ASSE Opposes Federal Rulemaking To Undercut Development of Voluntary Consensus Safety and Health Standards
DES PLAINES, IL (June 15, 2012) – Citing the negative impact it could have on occupational safety and health, the American Society of Safety Engineers (ASSE) said it strongly opposes action by the Office of the Federal Register (OFR) that could harm the future development of timely and effective voluntary national consensus safety and health standards.
At issue is whether and how voluntary consensus standards should be made available when cited in a federal regulation. ASSE remains concerned the proposal overlooks the value consensus standards play in protecting workers, ignores the positive conversation among key stakeholders that is already changing how voluntary consensus standards are being made available, and, ultimately, threatens the ability of standards development organizations (SDO) like ASSE from hosting the development of such standards.
ASSE is the oldest professional safety society representing thousands of occupational safety, health and environmental professionals located globally. It is an SDO and is Secretariat for nine American National Standards Institute (ANSI) committees responsible for more than 100 occupational safety and health standards including those for motor vehicle operations, fall protection, risk management, construction and demolition, confined spaces and much more. These standards help employers and employees address hazards and implement best practices.
“Through the well-established ANSI consensus standard development process, our members, other safety and health professionals, industry, trade groups and other stakeholders are able to come together to develop standards that can readily incorporate the latest knowledge about how to protect workers,” ASSE President Terrie S. Norris, CSP, ARM wrote. “These standards are able to reflect current knowledge far beyond OSHA’s ability to do so.”
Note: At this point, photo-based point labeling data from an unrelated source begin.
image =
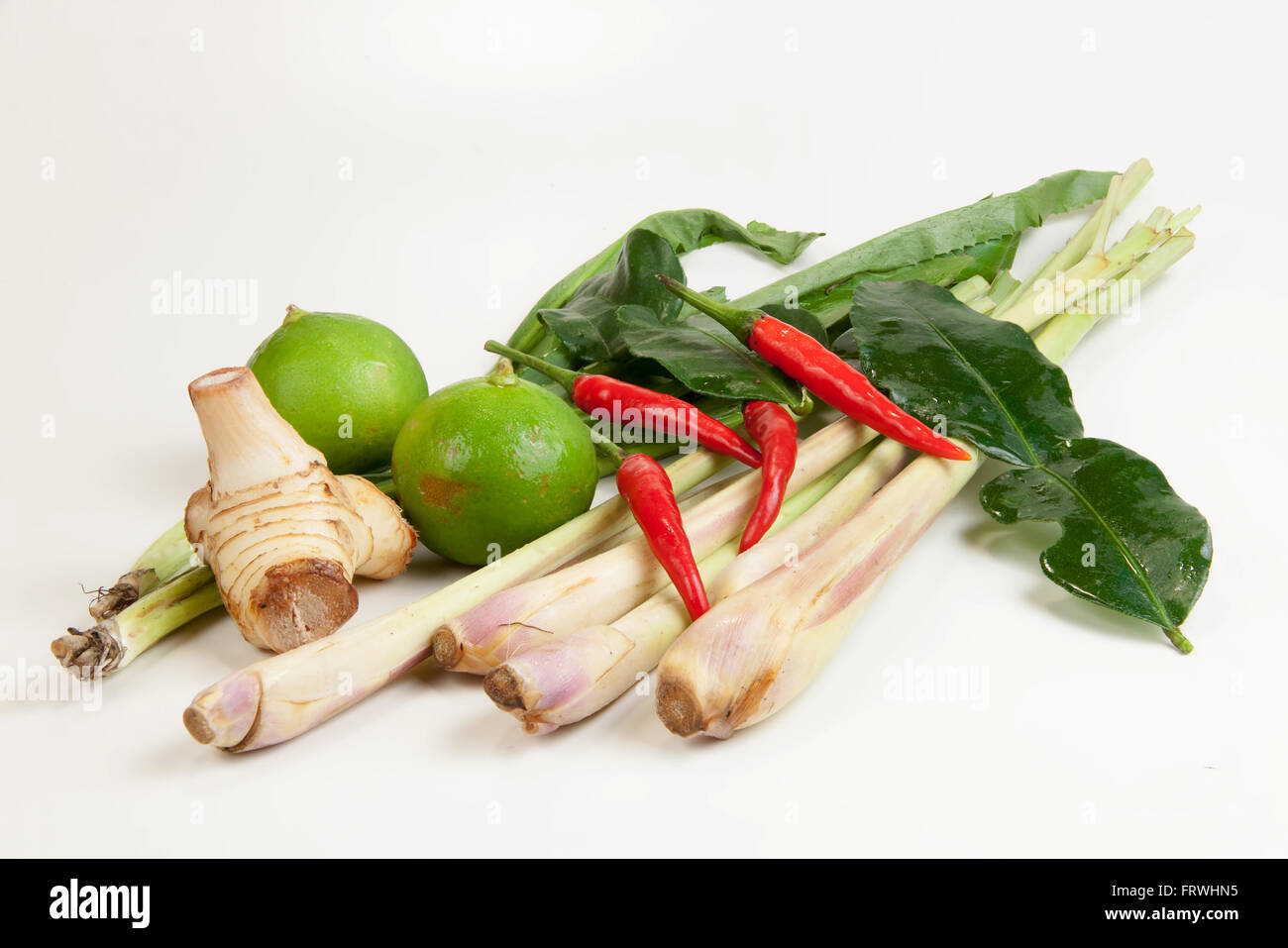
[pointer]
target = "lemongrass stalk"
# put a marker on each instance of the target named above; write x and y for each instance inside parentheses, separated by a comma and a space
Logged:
(119, 639)
(758, 649)
(603, 587)
(167, 557)
(1117, 197)
(565, 681)
(283, 695)
(1026, 305)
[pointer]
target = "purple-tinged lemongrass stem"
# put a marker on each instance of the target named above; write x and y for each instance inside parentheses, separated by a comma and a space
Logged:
(562, 682)
(283, 695)
(758, 649)
(603, 587)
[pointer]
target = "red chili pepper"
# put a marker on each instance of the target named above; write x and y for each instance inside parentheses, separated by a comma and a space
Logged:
(651, 496)
(820, 371)
(774, 430)
(657, 411)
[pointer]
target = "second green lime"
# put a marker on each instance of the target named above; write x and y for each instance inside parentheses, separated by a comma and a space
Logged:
(487, 466)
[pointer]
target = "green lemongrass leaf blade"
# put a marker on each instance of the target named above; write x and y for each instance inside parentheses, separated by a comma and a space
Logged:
(987, 230)
(706, 357)
(1127, 540)
(982, 378)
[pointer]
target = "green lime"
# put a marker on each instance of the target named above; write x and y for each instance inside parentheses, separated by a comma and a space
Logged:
(344, 382)
(488, 464)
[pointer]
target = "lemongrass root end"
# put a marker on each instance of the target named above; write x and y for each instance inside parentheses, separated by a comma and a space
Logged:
(224, 714)
(447, 648)
(503, 687)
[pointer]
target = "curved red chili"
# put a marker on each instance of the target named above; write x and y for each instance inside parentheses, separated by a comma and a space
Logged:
(773, 428)
(657, 411)
(822, 371)
(651, 496)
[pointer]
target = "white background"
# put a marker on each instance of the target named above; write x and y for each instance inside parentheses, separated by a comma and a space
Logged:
(492, 147)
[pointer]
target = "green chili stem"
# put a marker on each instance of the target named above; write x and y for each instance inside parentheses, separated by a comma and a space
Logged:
(737, 321)
(565, 376)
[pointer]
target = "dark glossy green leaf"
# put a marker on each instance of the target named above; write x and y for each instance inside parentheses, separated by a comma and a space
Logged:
(588, 324)
(958, 244)
(802, 318)
(697, 228)
(1127, 540)
(684, 230)
(944, 364)
(588, 329)
(706, 357)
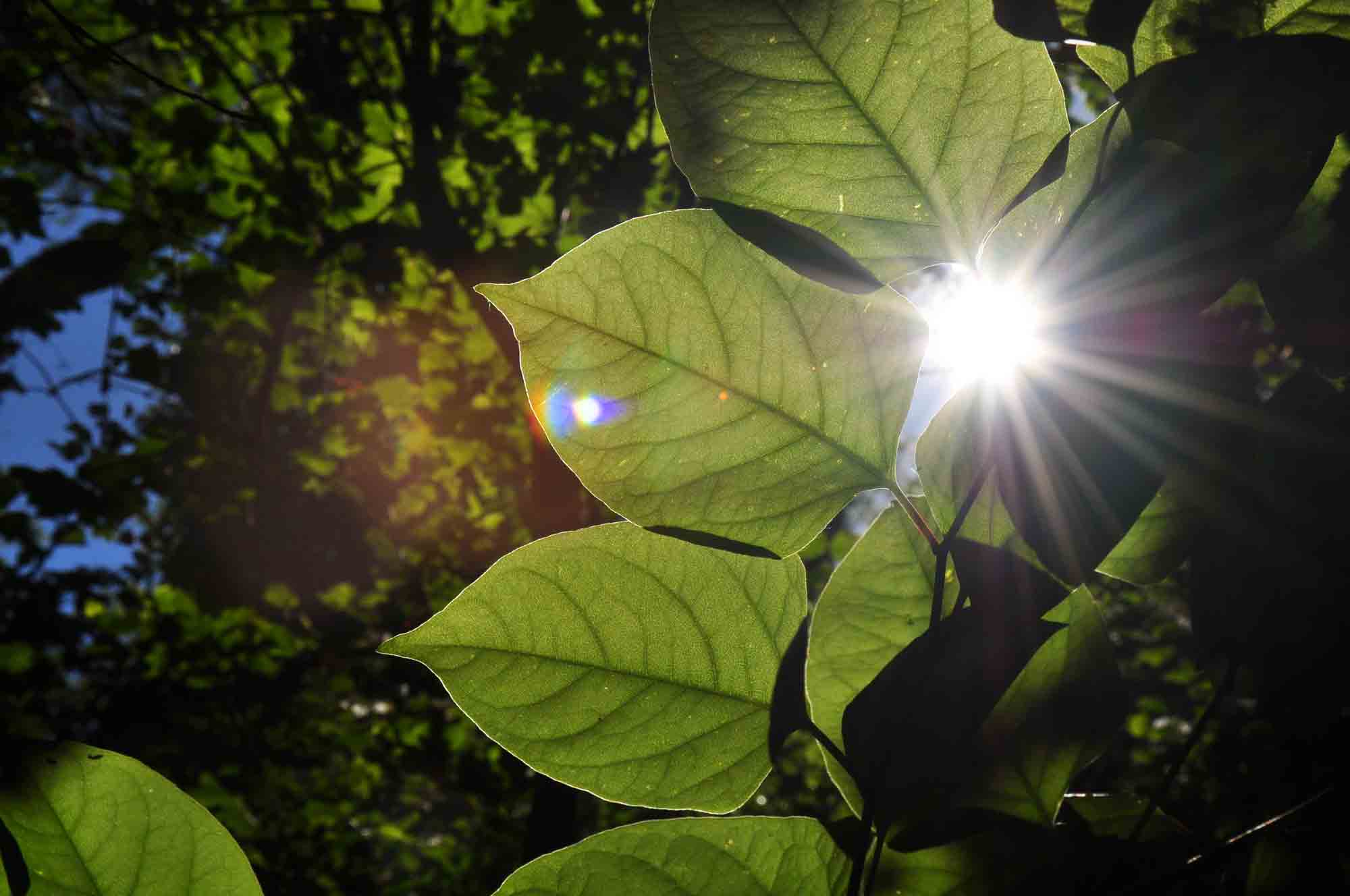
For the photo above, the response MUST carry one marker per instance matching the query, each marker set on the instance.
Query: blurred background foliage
(290, 202)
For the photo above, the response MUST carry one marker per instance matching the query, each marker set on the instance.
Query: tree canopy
(550, 343)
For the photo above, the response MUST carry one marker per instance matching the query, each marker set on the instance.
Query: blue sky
(29, 423)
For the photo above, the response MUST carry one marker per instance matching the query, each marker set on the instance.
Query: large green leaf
(626, 663)
(90, 821)
(898, 130)
(1058, 717)
(730, 395)
(1017, 249)
(874, 605)
(692, 858)
(1159, 540)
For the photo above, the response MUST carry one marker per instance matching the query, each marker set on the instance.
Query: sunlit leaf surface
(695, 383)
(631, 665)
(898, 130)
(92, 822)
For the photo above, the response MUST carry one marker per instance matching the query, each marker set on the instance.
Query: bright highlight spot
(587, 411)
(982, 331)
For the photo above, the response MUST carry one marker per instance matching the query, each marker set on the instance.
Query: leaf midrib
(595, 667)
(875, 473)
(920, 184)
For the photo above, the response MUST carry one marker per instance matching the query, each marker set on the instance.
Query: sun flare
(983, 331)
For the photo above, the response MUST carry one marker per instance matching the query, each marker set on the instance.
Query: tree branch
(84, 37)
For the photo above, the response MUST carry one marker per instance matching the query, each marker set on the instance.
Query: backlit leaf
(874, 605)
(898, 130)
(695, 383)
(90, 821)
(622, 662)
(692, 858)
(1056, 717)
(1158, 543)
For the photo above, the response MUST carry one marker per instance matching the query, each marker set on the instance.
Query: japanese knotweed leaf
(696, 384)
(1110, 22)
(911, 733)
(1178, 28)
(1306, 289)
(898, 130)
(90, 821)
(626, 663)
(1058, 716)
(874, 605)
(950, 455)
(692, 858)
(1159, 540)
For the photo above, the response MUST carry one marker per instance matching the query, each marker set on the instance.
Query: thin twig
(84, 37)
(877, 860)
(917, 519)
(1179, 759)
(53, 388)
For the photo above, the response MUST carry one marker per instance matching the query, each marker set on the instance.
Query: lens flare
(588, 411)
(982, 331)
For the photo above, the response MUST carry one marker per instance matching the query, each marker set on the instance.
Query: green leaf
(1159, 540)
(695, 383)
(626, 663)
(1179, 28)
(1305, 289)
(90, 821)
(948, 458)
(1117, 816)
(1058, 716)
(911, 735)
(1017, 249)
(692, 858)
(898, 130)
(1110, 22)
(874, 605)
(1309, 17)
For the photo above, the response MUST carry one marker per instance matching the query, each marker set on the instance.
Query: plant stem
(1179, 759)
(831, 747)
(855, 879)
(1205, 860)
(877, 860)
(917, 519)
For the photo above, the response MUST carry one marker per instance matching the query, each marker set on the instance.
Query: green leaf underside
(874, 605)
(630, 665)
(1158, 543)
(1159, 40)
(692, 858)
(1058, 717)
(1017, 246)
(88, 821)
(898, 130)
(742, 399)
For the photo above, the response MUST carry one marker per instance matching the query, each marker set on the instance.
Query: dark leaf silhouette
(788, 710)
(911, 733)
(807, 252)
(1110, 22)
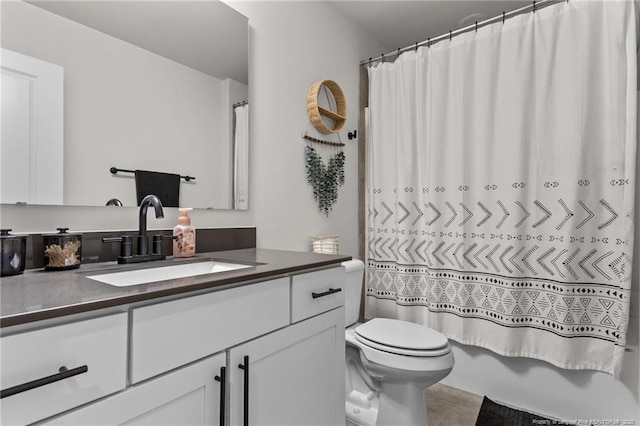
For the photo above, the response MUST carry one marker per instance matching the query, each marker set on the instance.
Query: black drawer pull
(64, 373)
(245, 367)
(326, 293)
(222, 378)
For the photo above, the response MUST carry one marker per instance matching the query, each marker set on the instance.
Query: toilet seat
(402, 338)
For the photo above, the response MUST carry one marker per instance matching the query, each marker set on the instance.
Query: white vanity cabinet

For a full copy of ASSE’s comments please go to http://www.asse.org/en/index.php/govt_affairs/asse-opposes-effort-to-undercut-development-of-independent-consensus-standards/ or to www.asse.org. ASSE standards information can be found at http://www.asse.org/publications/standards/index.php.
Founded in 1911, the Des Plaines, IL-based ASSE is the oldest professional safety organization and is committed to protecting people, property and the environment. Its more than 34,000 members lead, manage, supervise, research and consult on safety, health, transportation and environmental issues in all industries, government, labor, health care and education.